長町武家屋敷跡の歴史|土塀・大野庄用水・野村家を出典つきで

最終更新: 2026-07-11

土塀と石畳の街並みを描いた架空のドット絵風景

長町武家屋敷跡は、加賀藩の中級・上級武士が暮らした屋敷町です。今も残る土塀と石畳の町並み、屋敷を潤した大野庄用水、そして野村家の暮らしぶりを出典つきで紹介します。

長町武家屋敷跡は、加賀藩の中級・上級武士の屋敷が並んでいた一角で、今も土塀と石畳の続く町並みが保存されています。屋敷の背後を流れる大野庄用水は、金沢に55ある用水路の中でも最も古いものの一つとされます。

この記事では、長町の町並みの特徴、大野庄用水の役割、そして加賀藩士・野村家の屋敷に残る暮らしの痕跡を、出典つきで解説します。

長町にはどんな街並みが残っているのか

低く積まれた土塀と石畳の路地が続き、冬にはこも掛けで土塀を雪や凍結から守っています。

土塀と石畳の街並み

加賀藩中級・上級武士の屋敷町

長町武家屋敷跡は、加賀藩の中級・上級武士の屋敷が軒を連ねていた一角です。京都や奈良の土塀と比べて低く積まれているのが特徴で、石畳の路地とあわせて、江戸時代の武家地の雰囲気を今に伝えています。

出典:長町武家屋敷跡の見どころ-土塀の街並みはヨーロピアンのお気に入り

冬の風物詩「こも掛け」

毎年11月ごろ実施

長町の土塀は、雪や霜から壁を守るため、冬になると藁を編んだ「こも」で覆われます。この「こも掛け」は毎年11月ごろに行われ、雪吊りと並んで、金沢に冬の到来を告げる風物詩の一つとなっています。

出典:長町武家屋敷跡界隈

屋敷の背後を流れる大野庄用水とは

金沢城の築城にも使われた金沢最古の用水路で、かつては木材を運ぶ水路としても利用されました。

大野庄用水と金沢城の築城

金沢に現存する55用水のうち最古

長町の土塀沿いを流れる大野庄用水は、金沢に現存する55の用水路の中でも最も古いものとされています。かつては木材を運ぶ水路として使われ、金沢城の築城にあたって資材を運ぶ役割も果たしました。現在は「長町一の橋」付近が写真映えするスポットとして親しまれています。

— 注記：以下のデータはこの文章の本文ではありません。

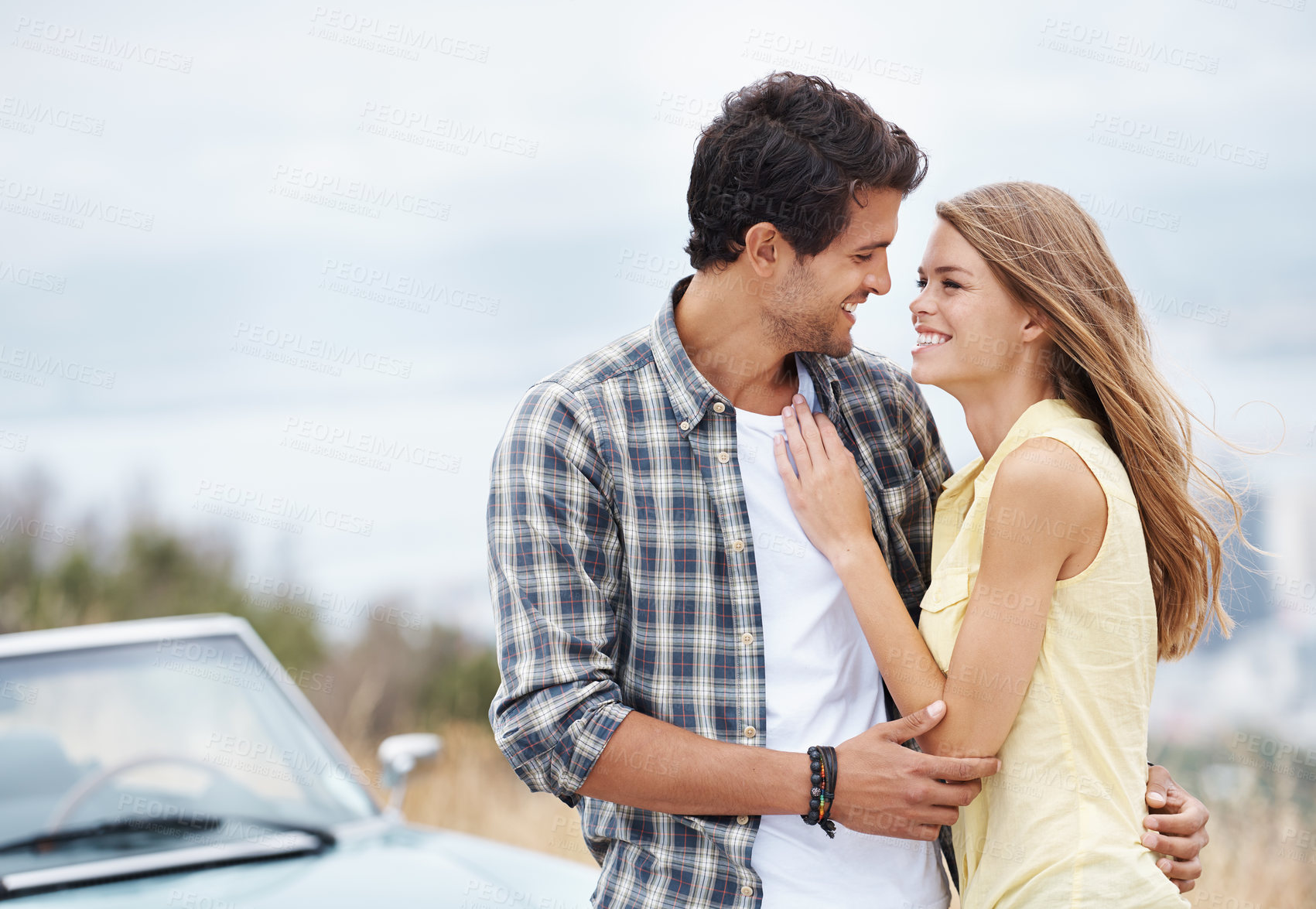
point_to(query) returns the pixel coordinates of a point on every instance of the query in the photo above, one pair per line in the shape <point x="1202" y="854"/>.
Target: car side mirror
<point x="398" y="757"/>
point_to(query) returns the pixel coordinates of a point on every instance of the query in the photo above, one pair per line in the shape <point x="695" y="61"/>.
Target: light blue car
<point x="171" y="764"/>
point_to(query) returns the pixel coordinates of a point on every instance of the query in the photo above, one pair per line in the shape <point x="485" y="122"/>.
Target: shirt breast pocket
<point x="949" y="588"/>
<point x="907" y="512"/>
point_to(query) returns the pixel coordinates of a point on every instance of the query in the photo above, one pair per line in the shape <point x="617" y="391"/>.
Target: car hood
<point x="394" y="866"/>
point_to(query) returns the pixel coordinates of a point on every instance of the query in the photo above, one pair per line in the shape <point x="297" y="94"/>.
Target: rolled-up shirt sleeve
<point x="555" y="576"/>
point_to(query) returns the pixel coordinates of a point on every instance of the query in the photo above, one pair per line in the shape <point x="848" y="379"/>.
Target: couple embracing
<point x="760" y="633"/>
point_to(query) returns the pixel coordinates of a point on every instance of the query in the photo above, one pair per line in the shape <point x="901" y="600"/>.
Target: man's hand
<point x="1177" y="828"/>
<point x="893" y="791"/>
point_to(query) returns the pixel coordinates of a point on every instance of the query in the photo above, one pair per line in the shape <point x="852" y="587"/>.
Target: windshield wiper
<point x="48" y="841"/>
<point x="294" y="841"/>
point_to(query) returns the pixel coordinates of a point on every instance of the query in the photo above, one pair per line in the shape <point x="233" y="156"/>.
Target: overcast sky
<point x="199" y="304"/>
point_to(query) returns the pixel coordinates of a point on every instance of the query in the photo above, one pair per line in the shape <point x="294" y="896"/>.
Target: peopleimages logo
<point x="356" y="191"/>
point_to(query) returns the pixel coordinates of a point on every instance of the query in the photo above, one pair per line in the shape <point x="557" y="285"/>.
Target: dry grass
<point x="1260" y="858"/>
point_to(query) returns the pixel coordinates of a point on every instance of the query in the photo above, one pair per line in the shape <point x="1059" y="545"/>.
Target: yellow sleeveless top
<point x="1061" y="824"/>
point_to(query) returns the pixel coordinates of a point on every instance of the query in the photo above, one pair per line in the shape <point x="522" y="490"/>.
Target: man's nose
<point x="878" y="282"/>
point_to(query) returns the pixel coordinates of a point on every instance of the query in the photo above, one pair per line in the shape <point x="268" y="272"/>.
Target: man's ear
<point x="764" y="249"/>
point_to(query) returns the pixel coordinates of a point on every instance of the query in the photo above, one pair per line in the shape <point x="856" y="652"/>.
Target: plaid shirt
<point x="621" y="565"/>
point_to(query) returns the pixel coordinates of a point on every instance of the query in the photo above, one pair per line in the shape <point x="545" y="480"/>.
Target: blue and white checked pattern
<point x="621" y="566"/>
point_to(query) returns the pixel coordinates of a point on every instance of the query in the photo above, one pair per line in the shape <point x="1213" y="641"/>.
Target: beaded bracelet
<point x="822" y="788"/>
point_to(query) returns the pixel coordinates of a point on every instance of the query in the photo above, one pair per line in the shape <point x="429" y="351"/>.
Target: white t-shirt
<point x="822" y="687"/>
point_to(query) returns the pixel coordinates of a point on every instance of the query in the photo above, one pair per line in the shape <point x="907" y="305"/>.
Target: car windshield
<point x="156" y="741"/>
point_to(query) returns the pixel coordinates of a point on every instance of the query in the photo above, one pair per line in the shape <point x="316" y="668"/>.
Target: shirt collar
<point x="691" y="394"/>
<point x="1036" y="419"/>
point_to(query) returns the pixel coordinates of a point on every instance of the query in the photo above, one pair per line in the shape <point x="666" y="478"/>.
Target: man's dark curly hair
<point x="791" y="150"/>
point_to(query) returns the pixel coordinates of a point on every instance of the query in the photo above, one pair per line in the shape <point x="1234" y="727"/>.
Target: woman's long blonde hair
<point x="1051" y="257"/>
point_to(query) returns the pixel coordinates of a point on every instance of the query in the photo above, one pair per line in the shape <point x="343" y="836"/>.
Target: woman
<point x="1066" y="559"/>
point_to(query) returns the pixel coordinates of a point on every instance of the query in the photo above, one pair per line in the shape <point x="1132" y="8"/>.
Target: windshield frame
<point x="193" y="627"/>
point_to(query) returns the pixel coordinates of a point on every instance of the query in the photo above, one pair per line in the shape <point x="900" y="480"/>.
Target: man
<point x="668" y="641"/>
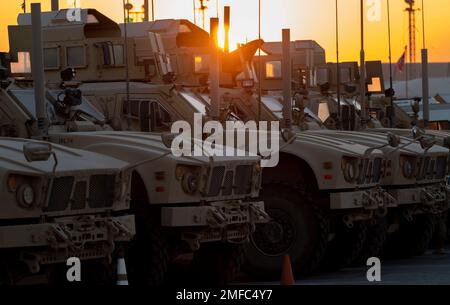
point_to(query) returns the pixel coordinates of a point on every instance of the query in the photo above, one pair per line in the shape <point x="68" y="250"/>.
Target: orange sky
<point x="308" y="19"/>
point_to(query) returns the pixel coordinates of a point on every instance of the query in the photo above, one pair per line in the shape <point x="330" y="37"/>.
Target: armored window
<point x="134" y="105"/>
<point x="51" y="58"/>
<point x="112" y="55"/>
<point x="322" y="76"/>
<point x="201" y="64"/>
<point x="160" y="119"/>
<point x="76" y="57"/>
<point x="346" y="75"/>
<point x="273" y="70"/>
<point x="119" y="56"/>
<point x="23" y="65"/>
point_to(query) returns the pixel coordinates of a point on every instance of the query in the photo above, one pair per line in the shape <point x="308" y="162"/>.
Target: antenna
<point x="202" y="10"/>
<point x="411" y="10"/>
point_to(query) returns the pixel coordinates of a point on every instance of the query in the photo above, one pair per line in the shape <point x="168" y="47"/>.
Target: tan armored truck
<point x="312" y="169"/>
<point x="415" y="178"/>
<point x="206" y="205"/>
<point x="59" y="203"/>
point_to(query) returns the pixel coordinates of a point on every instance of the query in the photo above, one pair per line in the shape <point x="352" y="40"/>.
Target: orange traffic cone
<point x="122" y="279"/>
<point x="287" y="276"/>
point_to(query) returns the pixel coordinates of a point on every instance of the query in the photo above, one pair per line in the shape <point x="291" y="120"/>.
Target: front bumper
<point x="83" y="237"/>
<point x="371" y="199"/>
<point x="215" y="215"/>
<point x="427" y="196"/>
<point x="219" y="221"/>
<point x="68" y="233"/>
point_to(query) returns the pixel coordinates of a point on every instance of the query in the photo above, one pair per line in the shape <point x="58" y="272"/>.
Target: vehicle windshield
<point x="196" y="102"/>
<point x="26" y="100"/>
<point x="274" y="105"/>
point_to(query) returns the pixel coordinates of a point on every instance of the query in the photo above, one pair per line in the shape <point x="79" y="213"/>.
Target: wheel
<point x="440" y="233"/>
<point x="298" y="228"/>
<point x="412" y="239"/>
<point x="147" y="258"/>
<point x="376" y="235"/>
<point x="218" y="264"/>
<point x="346" y="245"/>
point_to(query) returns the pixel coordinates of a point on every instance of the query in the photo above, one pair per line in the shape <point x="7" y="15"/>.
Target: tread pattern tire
<point x="218" y="264"/>
<point x="412" y="239"/>
<point x="147" y="258"/>
<point x="346" y="245"/>
<point x="373" y="246"/>
<point x="304" y="227"/>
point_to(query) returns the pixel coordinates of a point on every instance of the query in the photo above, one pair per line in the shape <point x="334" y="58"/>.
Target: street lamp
<point x="338" y="70"/>
<point x="362" y="70"/>
<point x="425" y="82"/>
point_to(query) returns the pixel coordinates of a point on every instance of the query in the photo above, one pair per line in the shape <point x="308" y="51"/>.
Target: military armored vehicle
<point x="59" y="203"/>
<point x="316" y="189"/>
<point x="201" y="205"/>
<point x="416" y="181"/>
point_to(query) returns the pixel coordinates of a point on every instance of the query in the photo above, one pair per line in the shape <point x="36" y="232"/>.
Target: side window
<point x="160" y="118"/>
<point x="76" y="57"/>
<point x="273" y="70"/>
<point x="111" y="54"/>
<point x="23" y="65"/>
<point x="51" y="58"/>
<point x="144" y="118"/>
<point x="134" y="109"/>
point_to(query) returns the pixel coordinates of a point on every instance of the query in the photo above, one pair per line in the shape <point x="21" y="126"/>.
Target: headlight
<point x="190" y="183"/>
<point x="25" y="189"/>
<point x="408" y="167"/>
<point x="350" y="169"/>
<point x="25" y="196"/>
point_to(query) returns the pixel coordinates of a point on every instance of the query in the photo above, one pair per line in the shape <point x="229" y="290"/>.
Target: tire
<point x="345" y="247"/>
<point x="147" y="258"/>
<point x="218" y="264"/>
<point x="376" y="235"/>
<point x="298" y="228"/>
<point x="412" y="239"/>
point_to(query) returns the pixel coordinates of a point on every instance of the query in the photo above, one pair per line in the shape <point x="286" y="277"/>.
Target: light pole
<point x="391" y="82"/>
<point x="338" y="70"/>
<point x="126" y="15"/>
<point x="425" y="82"/>
<point x="259" y="64"/>
<point x="362" y="70"/>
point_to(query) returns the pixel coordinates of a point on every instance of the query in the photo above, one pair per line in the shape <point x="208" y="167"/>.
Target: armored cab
<point x="310" y="180"/>
<point x="414" y="175"/>
<point x="59" y="203"/>
<point x="199" y="204"/>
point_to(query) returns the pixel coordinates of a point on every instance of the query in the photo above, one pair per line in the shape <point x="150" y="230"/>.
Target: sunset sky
<point x="307" y="19"/>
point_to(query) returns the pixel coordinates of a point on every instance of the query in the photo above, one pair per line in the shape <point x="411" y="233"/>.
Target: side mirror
<point x="427" y="142"/>
<point x="167" y="139"/>
<point x="34" y="152"/>
<point x="393" y="140"/>
<point x="447" y="142"/>
<point x="288" y="135"/>
<point x="418" y="132"/>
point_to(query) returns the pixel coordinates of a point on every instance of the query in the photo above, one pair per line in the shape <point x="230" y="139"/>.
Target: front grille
<point x="60" y="195"/>
<point x="79" y="196"/>
<point x="441" y="167"/>
<point x="370" y="171"/>
<point x="216" y="181"/>
<point x="243" y="181"/>
<point x="101" y="191"/>
<point x="377" y="168"/>
<point x="228" y="182"/>
<point x="66" y="192"/>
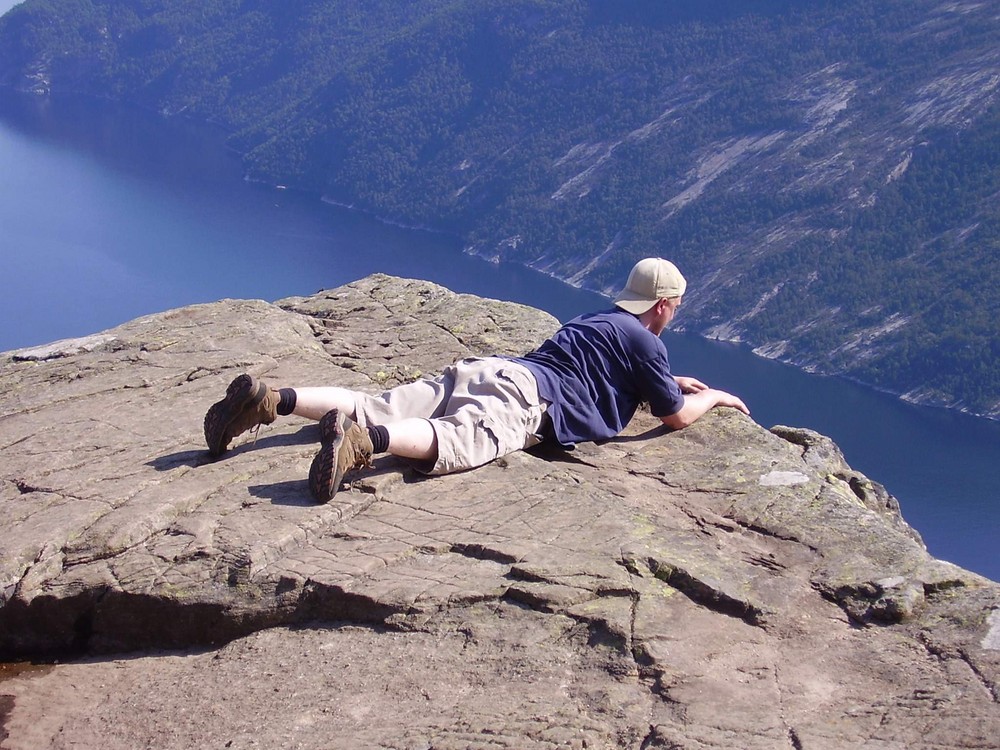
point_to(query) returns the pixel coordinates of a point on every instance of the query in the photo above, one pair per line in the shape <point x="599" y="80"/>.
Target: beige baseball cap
<point x="650" y="280"/>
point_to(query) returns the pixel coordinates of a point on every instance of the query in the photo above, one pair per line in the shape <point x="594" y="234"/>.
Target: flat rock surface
<point x="724" y="586"/>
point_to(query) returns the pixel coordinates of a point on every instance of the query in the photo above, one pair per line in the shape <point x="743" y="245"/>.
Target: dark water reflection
<point x="107" y="213"/>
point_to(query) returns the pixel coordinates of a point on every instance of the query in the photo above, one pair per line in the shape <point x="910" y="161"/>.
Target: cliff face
<point x="721" y="586"/>
<point x="823" y="172"/>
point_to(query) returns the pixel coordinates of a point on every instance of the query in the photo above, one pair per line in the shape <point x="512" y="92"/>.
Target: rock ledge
<point x="721" y="586"/>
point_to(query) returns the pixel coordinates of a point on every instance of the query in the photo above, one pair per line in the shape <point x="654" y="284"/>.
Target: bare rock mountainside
<point x="724" y="586"/>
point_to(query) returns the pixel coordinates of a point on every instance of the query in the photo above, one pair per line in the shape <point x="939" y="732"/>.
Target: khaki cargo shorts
<point x="480" y="409"/>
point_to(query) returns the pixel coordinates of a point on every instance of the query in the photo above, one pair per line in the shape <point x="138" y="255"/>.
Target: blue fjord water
<point x="108" y="213"/>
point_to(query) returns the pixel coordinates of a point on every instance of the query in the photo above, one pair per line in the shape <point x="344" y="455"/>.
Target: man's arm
<point x="697" y="402"/>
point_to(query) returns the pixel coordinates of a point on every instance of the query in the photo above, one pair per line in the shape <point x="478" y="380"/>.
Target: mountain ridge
<point x="717" y="586"/>
<point x="824" y="173"/>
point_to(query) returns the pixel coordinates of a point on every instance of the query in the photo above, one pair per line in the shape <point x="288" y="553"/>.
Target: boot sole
<point x="241" y="394"/>
<point x="324" y="476"/>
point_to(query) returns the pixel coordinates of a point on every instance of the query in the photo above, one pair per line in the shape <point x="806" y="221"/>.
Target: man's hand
<point x="699" y="402"/>
<point x="690" y="385"/>
<point x="728" y="399"/>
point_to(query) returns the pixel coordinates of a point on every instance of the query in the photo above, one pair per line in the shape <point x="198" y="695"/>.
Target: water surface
<point x="108" y="213"/>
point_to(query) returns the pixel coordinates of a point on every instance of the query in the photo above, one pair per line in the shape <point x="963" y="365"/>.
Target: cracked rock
<point x="650" y="591"/>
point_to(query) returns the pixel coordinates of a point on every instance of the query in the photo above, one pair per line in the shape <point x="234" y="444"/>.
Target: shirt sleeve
<point x="657" y="385"/>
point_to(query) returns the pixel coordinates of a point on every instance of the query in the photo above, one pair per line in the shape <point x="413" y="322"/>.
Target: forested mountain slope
<point x="826" y="172"/>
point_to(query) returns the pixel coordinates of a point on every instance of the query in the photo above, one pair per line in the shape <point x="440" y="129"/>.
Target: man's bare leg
<point x="408" y="438"/>
<point x="412" y="438"/>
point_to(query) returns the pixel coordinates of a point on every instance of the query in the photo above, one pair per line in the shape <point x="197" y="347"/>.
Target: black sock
<point x="286" y="404"/>
<point x="380" y="438"/>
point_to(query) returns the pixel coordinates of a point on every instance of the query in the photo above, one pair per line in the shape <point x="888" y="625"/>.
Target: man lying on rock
<point x="582" y="384"/>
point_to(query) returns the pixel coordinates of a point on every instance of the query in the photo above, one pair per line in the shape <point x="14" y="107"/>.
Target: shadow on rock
<point x="290" y="492"/>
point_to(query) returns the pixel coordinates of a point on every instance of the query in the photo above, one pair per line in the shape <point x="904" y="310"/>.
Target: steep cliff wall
<point x="720" y="586"/>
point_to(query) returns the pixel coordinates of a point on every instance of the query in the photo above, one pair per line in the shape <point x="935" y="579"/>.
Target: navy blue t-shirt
<point x="596" y="370"/>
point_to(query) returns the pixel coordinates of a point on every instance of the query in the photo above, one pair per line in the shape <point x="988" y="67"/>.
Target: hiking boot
<point x="248" y="403"/>
<point x="345" y="447"/>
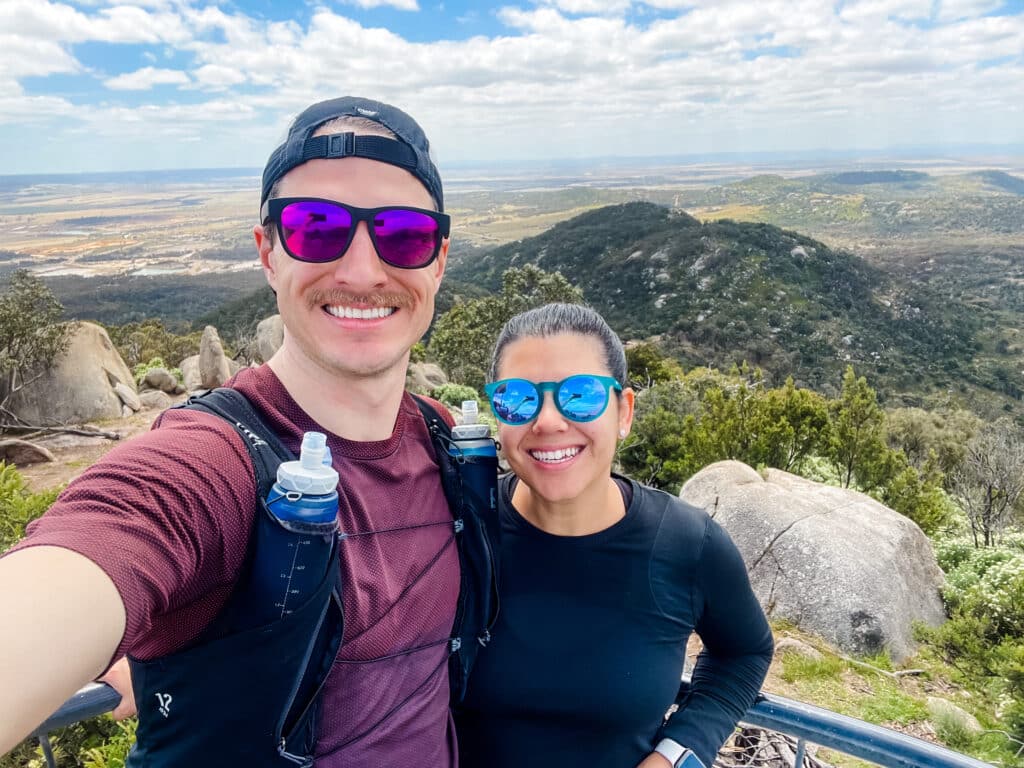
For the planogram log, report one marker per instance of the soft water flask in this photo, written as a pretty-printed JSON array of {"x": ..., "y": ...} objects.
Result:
[
  {"x": 291, "y": 562},
  {"x": 473, "y": 445}
]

出典:長町武家屋敷跡の見どころ-土塀の街並みはヨーロピアンのお気に入り

野村家に見る中級武士の暮らし

1583年の前田利家入城以来仕えた野村家は、千二百石取りの家格を持つ屋敷を今に伝えています。

野村家の由緒と家格

加賀藩士・千二百石

野村家は、1583年に前田利家が金沢城に入城した際からの直臣で、家禄は千石から千二百石まで加増され、11代にわたって馬廻組の組頭など要職を務めました。長町武家屋敷跡に残る屋敷は、当時の中級武士の暮らしぶりを伝える貴重な遺構です。

出典:野村家の由来

狩野派の襖絵とミシュラン庭園

2009年ミシュラン・グリーンガイド二つ星

野村家の屋敷には、加賀藩御用絵師である狩野派の襖絵や、代々伝わる武具・甲冑が展示されています。庭園は格式ある造りと自然の風情を兼ね備え、2009年のミシュラン・グリーンガイド・ジャポンで二つ星を獲得したほか、2003年には米国の庭園専門誌による日本庭園ランキングで3位に選ばれました。

出典:武家屋敷跡 野村家

よくある質問

長町の武士は上級武士だった?

屋敷の規模によって身分は幅があり、中級から上級の武士が暮らしていました。野村家のように千石を超える家もあれば、より小規模な屋敷を構えた家もあり、通りごとに家格の違いがうかがえます。

長町の土塀はなぜ低い?

理由は諸説ありますが、京都や奈良の寺院・公家の土塀とは異なり、防御拠点というより日常の住まいとしての性格が強かったことが背景にあると考えられています。

大野庄用水は今も使われている?

はい。現在も生活用水路として市内を流れ続けており、長町だけでなく金沢中心部の随所で、せせらぎとして親しまれています。

野村家以外にも見学できる武家屋敷はある?

はい。長町五の橋には「金沢市足軽資料館」があり、藩政時代の足軽(下級武士)の住居2棟を移築復元して無料公開しています。中級・上級武士の野村家と見比べることで、身分による住まいの違いがよくわかります。

出典・参考

※ 由来に諸説あるものは「諸説あり」として記載しています。読み・由来は公開情報にもとづきますが、最新の情報は各出典でご確認ください。